Un quarto dell’energia prodotta in Europa arriva da fonti rinnovabili. La brutta notizia è che i 28 paesi dell’Unione dipendono dall’estero per quasi il 50% dei consumi. E questo fa scendere ad appena il 7,7% la quota di energia “verde” consumata nelle case e nelle aziende dell’Ue. Quella buona? Se si guarda alla riduzione delle emissioni di CO2, a livello continentale l’obiettivo fissato per il 2020 è già stato ampiamente superato.
Ad offrire un quadro sulla produzione e sui consumi energetici nei 28 Paesi dell’Unione è Eurostat, istituto di statistica continentale che nei giorni scorsi ha rilasciato “Shedding light on energy in the EU”. Ovvero un rapporto che mette in luce da dove arriva la corrente che gli europei utilizzano quotidianamente. E sottolinea le ricadute ambientali di questi consumi.
Il risultato è che, se si guarda ai consumi finali, appena il 7,7% dell’energia consumata arriva da fonti rinnovabili. In Italia va ancora peggio, visto che la quota si ferma al 6,6%. A farla da padrona, con poco meno del 40%, è ancora il petrolio, con Roma sostanzialmente in linea rispetto alla media europea. Un quinto della potenza consumata nel Vecchio continente ha invece come origine il gas naturale.
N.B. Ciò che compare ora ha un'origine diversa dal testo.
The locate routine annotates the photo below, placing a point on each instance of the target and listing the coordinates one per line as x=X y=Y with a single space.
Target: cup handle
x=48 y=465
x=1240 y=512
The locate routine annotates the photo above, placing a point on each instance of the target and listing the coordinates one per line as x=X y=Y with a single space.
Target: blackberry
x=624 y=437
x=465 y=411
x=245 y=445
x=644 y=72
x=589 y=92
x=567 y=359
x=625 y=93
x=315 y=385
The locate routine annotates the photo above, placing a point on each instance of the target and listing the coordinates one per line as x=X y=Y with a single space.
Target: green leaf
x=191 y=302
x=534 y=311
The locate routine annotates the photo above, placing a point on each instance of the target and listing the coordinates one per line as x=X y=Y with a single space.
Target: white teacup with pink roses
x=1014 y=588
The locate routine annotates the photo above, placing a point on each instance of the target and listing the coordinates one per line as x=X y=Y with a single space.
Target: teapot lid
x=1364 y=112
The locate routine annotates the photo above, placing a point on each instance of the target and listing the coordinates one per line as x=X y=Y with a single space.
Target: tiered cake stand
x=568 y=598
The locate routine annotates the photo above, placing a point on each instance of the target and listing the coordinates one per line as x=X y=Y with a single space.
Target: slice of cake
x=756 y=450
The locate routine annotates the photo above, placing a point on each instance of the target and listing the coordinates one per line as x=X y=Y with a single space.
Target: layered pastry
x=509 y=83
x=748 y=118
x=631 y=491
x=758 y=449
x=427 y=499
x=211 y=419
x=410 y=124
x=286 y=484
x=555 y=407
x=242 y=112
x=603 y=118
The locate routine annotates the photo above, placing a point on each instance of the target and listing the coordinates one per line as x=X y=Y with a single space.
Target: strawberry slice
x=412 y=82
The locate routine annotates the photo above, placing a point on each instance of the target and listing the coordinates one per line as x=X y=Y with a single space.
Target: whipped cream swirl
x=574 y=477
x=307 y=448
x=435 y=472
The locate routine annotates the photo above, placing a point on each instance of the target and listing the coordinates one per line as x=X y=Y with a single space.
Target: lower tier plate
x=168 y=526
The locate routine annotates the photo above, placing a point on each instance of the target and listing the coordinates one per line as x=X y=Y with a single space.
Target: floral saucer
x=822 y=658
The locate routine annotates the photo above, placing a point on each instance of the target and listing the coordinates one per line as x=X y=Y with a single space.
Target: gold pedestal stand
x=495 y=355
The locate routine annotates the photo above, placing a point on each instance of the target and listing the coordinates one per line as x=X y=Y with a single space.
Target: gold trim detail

I consumi energetici hanno, ovviamente, una ricaduta anche a livello ambientale. Ed è qui che arrivano le buone notizie per i cittadini europei. Fatte 100 le emissioni di CO2 registrate nel 1990, l’obiettivo fissato dal protocollo di Kyoto è quello di arrivare ad una riduzione del 20% entro il 2020. Un traguardo che l’Unione ha già raggiunto nel 2013, con ben sette anni di anticipo rispetto alla tabella di marcia. Così che nel 2014 ha già compiuto un primo passo verso l’ulteriore riduzione del 20% da raggiungere entro il 2030. Per arrivarci, l’Ue dovrà agire su due fronti: aumentare la quota di rinnovabili e ridurre la propria dipendenza energetica.